At some point this year, this site will record its two-millionth visitor, and inasmuch as several thousand folks came by to read the tale of a librarian at Harvard who claimed she was sacked for being too attractive, I’m not above working the same sort of story at a different institution.
This is Debbie Lorenzana, who no longer works for Citigroup. Gothamist explains why:
Lorenzana says she was fired from Citigroup last summer after finally getting transferred out of the department where her troubles started. Her job title was business banker, providing services to small businesses. After some time on the job, the managers called her into a meeting and, according to her account, told her, “‘Your pants are too tight.’ I said, ‘I’m sorry, my pants are not too tight! If you want to talk about inappropriate clothes, go downstairs and look at some of the tellers!

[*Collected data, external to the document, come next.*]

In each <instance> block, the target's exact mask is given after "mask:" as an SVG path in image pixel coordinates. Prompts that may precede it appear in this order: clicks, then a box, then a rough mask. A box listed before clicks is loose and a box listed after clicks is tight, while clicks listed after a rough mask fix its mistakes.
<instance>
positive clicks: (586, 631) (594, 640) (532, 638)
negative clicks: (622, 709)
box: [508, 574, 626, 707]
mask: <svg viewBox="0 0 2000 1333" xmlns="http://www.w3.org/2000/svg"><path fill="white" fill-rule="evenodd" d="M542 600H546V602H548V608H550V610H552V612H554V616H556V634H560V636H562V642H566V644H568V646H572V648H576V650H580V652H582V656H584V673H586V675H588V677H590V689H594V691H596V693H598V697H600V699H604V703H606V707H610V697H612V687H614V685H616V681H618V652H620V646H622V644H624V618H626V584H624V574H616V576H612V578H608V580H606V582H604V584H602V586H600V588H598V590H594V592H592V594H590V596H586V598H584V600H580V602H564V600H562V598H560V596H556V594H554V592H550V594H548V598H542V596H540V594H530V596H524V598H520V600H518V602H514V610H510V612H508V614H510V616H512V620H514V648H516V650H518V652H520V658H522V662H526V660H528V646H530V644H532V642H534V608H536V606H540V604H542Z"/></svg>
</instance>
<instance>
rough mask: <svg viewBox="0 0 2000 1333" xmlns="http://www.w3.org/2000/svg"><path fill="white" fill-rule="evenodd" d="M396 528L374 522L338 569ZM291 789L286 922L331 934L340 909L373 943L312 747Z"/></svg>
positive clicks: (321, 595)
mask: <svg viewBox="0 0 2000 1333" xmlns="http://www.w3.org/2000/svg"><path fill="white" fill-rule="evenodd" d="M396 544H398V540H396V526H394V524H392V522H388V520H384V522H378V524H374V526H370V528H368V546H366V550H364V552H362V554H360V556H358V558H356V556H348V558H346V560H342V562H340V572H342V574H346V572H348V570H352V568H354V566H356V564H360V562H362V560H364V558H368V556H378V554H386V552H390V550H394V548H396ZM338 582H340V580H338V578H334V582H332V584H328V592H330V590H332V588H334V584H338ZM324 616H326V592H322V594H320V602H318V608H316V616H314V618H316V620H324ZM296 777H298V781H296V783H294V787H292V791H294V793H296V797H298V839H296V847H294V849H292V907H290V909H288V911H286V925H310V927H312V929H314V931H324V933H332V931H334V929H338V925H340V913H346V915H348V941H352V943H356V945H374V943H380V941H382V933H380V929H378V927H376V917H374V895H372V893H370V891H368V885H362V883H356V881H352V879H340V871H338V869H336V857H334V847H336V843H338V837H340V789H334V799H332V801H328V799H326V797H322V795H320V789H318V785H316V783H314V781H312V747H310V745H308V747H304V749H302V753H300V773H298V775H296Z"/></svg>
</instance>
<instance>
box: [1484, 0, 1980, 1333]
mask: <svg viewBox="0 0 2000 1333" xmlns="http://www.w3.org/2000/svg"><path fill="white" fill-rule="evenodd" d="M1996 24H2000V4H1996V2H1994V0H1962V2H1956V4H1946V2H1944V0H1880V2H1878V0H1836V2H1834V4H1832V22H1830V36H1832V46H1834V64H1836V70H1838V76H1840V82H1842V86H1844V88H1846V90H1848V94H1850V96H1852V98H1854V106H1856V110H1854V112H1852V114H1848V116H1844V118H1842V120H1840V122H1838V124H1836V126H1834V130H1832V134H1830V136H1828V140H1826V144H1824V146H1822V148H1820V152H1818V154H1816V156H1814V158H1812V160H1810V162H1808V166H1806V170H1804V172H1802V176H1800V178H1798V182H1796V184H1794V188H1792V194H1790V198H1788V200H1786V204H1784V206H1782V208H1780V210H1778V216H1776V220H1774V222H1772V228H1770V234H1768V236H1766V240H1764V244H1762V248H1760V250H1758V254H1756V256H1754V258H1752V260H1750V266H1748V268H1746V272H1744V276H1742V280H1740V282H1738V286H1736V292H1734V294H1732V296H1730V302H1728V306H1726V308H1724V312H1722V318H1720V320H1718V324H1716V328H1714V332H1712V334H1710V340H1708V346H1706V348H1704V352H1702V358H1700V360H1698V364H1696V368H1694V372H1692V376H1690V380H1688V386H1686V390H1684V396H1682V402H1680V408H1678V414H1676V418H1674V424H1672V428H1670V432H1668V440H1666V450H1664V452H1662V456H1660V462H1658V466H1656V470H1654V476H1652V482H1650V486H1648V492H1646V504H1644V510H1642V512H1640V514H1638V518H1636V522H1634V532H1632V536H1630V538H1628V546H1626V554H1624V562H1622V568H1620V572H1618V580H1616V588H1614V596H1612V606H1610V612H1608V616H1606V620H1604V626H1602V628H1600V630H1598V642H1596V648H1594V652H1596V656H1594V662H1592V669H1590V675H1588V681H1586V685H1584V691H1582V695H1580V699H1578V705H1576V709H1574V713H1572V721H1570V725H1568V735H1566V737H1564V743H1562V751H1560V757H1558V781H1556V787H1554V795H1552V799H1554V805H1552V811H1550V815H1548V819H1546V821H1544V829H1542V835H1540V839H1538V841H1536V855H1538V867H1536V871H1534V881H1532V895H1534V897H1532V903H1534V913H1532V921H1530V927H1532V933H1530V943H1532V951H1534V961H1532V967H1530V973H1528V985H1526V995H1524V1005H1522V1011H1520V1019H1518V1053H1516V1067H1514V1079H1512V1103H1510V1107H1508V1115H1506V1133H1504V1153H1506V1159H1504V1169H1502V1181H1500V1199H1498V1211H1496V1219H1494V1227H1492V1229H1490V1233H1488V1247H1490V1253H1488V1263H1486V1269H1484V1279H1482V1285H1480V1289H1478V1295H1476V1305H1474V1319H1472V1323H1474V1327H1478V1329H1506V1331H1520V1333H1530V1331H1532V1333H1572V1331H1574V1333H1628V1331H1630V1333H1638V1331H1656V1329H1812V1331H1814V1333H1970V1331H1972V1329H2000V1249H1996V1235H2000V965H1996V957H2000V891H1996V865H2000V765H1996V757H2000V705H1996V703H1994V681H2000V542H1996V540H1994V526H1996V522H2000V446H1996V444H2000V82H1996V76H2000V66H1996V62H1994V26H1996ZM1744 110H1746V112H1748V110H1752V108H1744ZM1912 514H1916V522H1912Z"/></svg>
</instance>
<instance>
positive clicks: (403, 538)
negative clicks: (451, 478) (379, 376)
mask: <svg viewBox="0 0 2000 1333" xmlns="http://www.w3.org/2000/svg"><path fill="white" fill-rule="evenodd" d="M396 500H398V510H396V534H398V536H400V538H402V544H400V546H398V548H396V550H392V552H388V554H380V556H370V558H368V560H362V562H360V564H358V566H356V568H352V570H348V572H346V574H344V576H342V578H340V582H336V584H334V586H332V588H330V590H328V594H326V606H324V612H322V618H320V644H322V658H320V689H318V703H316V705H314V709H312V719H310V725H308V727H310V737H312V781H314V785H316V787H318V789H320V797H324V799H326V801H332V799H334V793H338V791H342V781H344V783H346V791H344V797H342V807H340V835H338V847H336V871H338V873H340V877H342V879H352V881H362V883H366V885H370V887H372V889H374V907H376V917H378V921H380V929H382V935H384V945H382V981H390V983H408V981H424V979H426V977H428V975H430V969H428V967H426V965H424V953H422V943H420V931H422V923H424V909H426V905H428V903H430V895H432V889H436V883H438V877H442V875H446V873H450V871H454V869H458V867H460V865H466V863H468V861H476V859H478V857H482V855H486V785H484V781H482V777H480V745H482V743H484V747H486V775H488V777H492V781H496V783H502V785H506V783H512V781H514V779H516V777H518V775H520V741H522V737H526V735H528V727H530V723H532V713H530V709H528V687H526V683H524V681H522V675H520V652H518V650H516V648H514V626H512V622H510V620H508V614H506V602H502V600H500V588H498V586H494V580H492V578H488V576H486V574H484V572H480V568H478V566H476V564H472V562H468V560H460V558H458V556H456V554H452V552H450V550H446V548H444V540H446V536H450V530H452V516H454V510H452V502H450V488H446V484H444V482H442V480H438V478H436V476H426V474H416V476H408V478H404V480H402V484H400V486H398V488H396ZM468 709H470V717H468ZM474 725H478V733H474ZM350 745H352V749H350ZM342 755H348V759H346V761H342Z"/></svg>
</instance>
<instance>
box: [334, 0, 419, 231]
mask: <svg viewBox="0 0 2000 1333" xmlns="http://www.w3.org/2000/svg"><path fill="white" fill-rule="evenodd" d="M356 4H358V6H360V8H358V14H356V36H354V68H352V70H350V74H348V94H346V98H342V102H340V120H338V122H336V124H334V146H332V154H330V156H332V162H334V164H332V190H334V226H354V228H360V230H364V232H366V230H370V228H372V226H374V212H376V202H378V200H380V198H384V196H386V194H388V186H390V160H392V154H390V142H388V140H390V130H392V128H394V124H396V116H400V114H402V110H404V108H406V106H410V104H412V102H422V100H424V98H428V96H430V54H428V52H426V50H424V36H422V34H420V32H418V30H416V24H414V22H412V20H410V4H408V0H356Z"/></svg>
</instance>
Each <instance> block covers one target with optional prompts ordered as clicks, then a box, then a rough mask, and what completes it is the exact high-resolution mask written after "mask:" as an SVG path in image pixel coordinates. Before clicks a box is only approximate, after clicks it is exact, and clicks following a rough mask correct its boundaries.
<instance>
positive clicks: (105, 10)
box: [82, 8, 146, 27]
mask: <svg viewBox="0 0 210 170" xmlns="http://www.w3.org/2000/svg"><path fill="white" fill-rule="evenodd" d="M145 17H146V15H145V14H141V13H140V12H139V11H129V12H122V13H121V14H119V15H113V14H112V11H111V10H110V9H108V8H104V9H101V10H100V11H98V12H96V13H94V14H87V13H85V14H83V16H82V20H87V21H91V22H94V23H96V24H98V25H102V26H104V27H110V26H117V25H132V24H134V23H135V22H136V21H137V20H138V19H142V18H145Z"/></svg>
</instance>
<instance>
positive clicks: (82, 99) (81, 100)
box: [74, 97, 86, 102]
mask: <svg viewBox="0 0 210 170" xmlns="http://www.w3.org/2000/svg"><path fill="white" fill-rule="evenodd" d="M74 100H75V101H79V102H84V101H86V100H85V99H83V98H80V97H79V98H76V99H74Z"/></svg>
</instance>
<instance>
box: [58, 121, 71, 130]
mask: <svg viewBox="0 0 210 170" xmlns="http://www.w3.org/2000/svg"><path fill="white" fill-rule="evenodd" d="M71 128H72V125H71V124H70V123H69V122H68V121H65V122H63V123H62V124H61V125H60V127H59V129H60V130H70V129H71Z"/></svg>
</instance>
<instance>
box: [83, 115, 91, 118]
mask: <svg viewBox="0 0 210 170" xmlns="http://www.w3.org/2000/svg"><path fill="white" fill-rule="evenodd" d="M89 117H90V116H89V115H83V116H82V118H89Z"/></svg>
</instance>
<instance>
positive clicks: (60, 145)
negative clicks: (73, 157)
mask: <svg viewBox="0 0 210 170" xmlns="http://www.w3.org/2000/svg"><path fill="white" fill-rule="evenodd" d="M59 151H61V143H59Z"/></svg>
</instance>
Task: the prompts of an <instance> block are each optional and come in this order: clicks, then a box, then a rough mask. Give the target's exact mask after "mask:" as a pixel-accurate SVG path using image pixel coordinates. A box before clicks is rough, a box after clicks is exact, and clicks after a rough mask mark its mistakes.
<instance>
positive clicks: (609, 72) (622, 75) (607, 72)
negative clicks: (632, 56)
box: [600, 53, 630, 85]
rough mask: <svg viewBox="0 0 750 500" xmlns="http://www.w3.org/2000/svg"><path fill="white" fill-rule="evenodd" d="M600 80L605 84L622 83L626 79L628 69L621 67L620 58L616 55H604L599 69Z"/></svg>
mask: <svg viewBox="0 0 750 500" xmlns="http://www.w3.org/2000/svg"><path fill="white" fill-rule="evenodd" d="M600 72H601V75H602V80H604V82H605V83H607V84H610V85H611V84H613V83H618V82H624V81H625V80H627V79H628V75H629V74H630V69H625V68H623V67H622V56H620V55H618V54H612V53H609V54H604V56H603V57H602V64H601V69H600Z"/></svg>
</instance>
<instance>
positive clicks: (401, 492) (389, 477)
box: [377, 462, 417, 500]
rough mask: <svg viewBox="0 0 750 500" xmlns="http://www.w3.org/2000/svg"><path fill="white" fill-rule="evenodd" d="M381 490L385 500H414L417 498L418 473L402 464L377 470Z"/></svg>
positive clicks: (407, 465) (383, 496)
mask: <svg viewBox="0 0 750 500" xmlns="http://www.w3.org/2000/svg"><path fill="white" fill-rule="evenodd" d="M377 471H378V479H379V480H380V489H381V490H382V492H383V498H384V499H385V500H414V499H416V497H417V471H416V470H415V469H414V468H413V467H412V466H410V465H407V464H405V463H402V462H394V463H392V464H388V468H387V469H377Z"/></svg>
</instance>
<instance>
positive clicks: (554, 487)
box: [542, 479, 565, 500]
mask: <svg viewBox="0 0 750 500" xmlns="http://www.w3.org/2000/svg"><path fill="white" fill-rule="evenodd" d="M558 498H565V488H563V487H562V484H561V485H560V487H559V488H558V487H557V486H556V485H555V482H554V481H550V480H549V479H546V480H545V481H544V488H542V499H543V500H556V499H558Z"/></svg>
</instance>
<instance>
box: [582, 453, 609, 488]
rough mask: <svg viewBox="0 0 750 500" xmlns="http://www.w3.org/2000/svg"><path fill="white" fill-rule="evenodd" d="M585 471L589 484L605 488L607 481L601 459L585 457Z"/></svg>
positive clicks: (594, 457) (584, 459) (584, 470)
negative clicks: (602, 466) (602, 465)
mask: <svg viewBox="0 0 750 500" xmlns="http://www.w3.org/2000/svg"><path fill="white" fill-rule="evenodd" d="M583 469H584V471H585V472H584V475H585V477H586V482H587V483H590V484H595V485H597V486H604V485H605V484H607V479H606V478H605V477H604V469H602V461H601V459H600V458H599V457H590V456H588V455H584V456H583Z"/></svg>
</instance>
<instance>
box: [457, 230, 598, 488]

Some tellers would wear their pants so tight, it was like they had a permanent wedgie.'” But because she signed a mandatory-arbitration clause as a condition of her employment, her harassment case will be settled by an arbitrator, not a judge.
Her suit claims that, “as a result of her tall stature, coupled with her curvaceous figure, she should not wear classic high-heeled business shoes, as this purportedly drew attention to her body in a manner that was upsetting to her easily distracted male managers.”
Males “easily distracted?” Who knew?
As for our local tellers, I have no idea as to the state of their pants, since I only see them from here up. [gestures] Some of them are likely this attractive, but none of them are likely to cause rapid rotation of the ol’ Site Meter, if you know what I mean.